Viewpoint: MT GOP’s ‘tax Montana homeowners program’
Since Democrats shined a spotlight on the historic residential property tax increases that are coming your way, Republicans have been trying every which way to shift the blame from themselves. It’s the local governments raising your taxes, they cry! We should be grateful for the one-time partial rebate, they declare! More recently, they’ve been proclaiming we need a property tax overhaul in 2025!
According to Montana’s Revenue Department, homeowner property taxes across the state will rise approximately $200 million annually, on a permanent basis, because the legislature failed to adjust a simple statutory formula when home values rose.
By failing to neutralize your tax rates, the Republicans-in-Charge (of both the executive and legislative branches) guaranteed their Tax-Montana-Homeowners-Program will arrive at your doorstep soon in the form of your 2023 property tax bill.
A history lesson provides valuable insight. Prior to deregulation (1997) Montana homeowners were responsible for about one third of Montana’s property taxes.

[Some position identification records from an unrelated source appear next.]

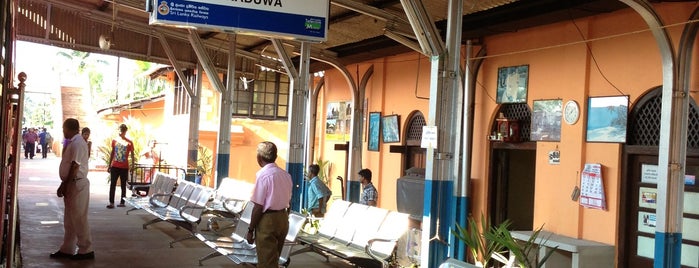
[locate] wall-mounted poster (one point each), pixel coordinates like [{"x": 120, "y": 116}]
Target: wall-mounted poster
[
  {"x": 647, "y": 197},
  {"x": 606, "y": 119},
  {"x": 338, "y": 121},
  {"x": 592, "y": 187},
  {"x": 649, "y": 173},
  {"x": 546, "y": 120},
  {"x": 512, "y": 84},
  {"x": 374, "y": 131},
  {"x": 391, "y": 128}
]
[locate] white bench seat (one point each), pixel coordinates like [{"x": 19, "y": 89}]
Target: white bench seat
[{"x": 365, "y": 236}]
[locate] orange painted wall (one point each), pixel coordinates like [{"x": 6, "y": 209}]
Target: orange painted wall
[
  {"x": 399, "y": 85},
  {"x": 624, "y": 60},
  {"x": 619, "y": 58}
]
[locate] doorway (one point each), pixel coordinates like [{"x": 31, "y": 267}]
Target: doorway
[{"x": 512, "y": 186}]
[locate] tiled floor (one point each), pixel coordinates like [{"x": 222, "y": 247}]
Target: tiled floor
[{"x": 119, "y": 239}]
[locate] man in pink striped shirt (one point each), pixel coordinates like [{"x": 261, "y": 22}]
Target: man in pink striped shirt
[{"x": 271, "y": 197}]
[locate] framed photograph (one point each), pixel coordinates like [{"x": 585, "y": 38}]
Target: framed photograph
[
  {"x": 391, "y": 128},
  {"x": 512, "y": 84},
  {"x": 338, "y": 121},
  {"x": 606, "y": 119},
  {"x": 546, "y": 120},
  {"x": 374, "y": 128}
]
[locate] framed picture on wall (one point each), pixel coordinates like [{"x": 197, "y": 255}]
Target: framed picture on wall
[
  {"x": 374, "y": 128},
  {"x": 512, "y": 84},
  {"x": 546, "y": 120},
  {"x": 606, "y": 119},
  {"x": 391, "y": 128}
]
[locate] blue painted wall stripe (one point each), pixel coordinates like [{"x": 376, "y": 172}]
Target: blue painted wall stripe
[
  {"x": 221, "y": 167},
  {"x": 668, "y": 247},
  {"x": 439, "y": 205},
  {"x": 459, "y": 250},
  {"x": 296, "y": 171},
  {"x": 354, "y": 188}
]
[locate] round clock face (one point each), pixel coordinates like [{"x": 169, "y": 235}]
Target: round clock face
[{"x": 571, "y": 112}]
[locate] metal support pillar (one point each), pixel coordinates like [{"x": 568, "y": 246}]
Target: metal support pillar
[
  {"x": 312, "y": 117},
  {"x": 175, "y": 64},
  {"x": 297, "y": 118},
  {"x": 355, "y": 153},
  {"x": 224, "y": 129},
  {"x": 194, "y": 111},
  {"x": 442, "y": 162},
  {"x": 672, "y": 150}
]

This number gradually increased from 40% to 49% between 2000 and 2020.
Since 2020 – all three years under the watch of Gianforte and the Republican legislature -- homeowners’ share of the property tax base increased from 49% to a whopping 58%! In the time I’ve owned my home in Helena, homeowners’ share of the tax base went from1/3 to almost 2/3 of the property tax base.
If this weren’t bad enough, while residential property taxes are rising, big businesses’ property taxes are going down! That’s right. Because of the way the formulas work, while residential property taxes skyrocket, property taxes on metal mines, business equipment, railroads, airlines, telecommunications, electric utilities, pipelines, and others DECREASE. Of course, you won’t see this tax shift on your property tax bill, but you can find it here.
It's important for you to know your upcoming property tax increase is not the fault of local governments. Absent voter-approved new levies, local governments can only increase their property tax revenue by half the rate of inflation the past three years. Indeed, the vast majority of your property tax increase will go either to the State’s coffers ($81 million/year) or to the tax shift from large corporations to homeowners.
Let me give you an example: the estimated increase for my home is $873 this year. Of that, only $46 is new tax revenue for local governments! The real winners are $264 estimated to go to the State and $562 to make up for the decrease in taxes for big corporations!
So what underlies the increased taxes on your tax bill is not an increase to local government, but a big tax SHIFT – all because the statutory formula was not changed by the 2023 Legislature – as had occurred in the past when home values went up.
As for the rebates, if you’re lucky enough to get one, they’re temporary and don’t address the permanent shift to homeowners beginning this November.
Recently, I’ve heard Republicans declare Montana’s property taxes need a big overhaul in 2025. While that may be true, what kept them from enacting a big overhaul when they had a Super Majority in 2023? My greatest concern is that their starting point will be the current system, under which homeowners are now responsible for almost 60% of all property taxes in Montana. Not a good place from which Democrats will have to negotiate.
Earlier this summer, Democrats asked the Governor to call a one-day special session to amend one statute to neutralize homeowners’ property taxes in the face of increased home values – exactly as the Governor’s Revenue Department proposed in November 2022. Instead, Gianforte not only failed Montana homeowners in the session, he failed them again when he didn’t even have the courtesy to respond to the request.
Fool me once, shame on you. Fool me twice, …. You know how that goes. Every day the Governor fails to call a special session to fix this disaster, he continues the Republican-Tax-Montana-Homeowners-Program for property taxes. This is not an accident or omission. This is intentional, and homeowners are going broke. It’s a calamitous path, but it didn’t and still doesn’t have to be that way.
Ann Brodsky is a retired attorney. She has owned homes in Helena since 1980 and has lived in her current home since 1998. She served as Governor Schweitzer’s Chief Legal Counsel for 8 years and, before going to law school, worked 5 years for the Legislature as a bill drafter and researcher.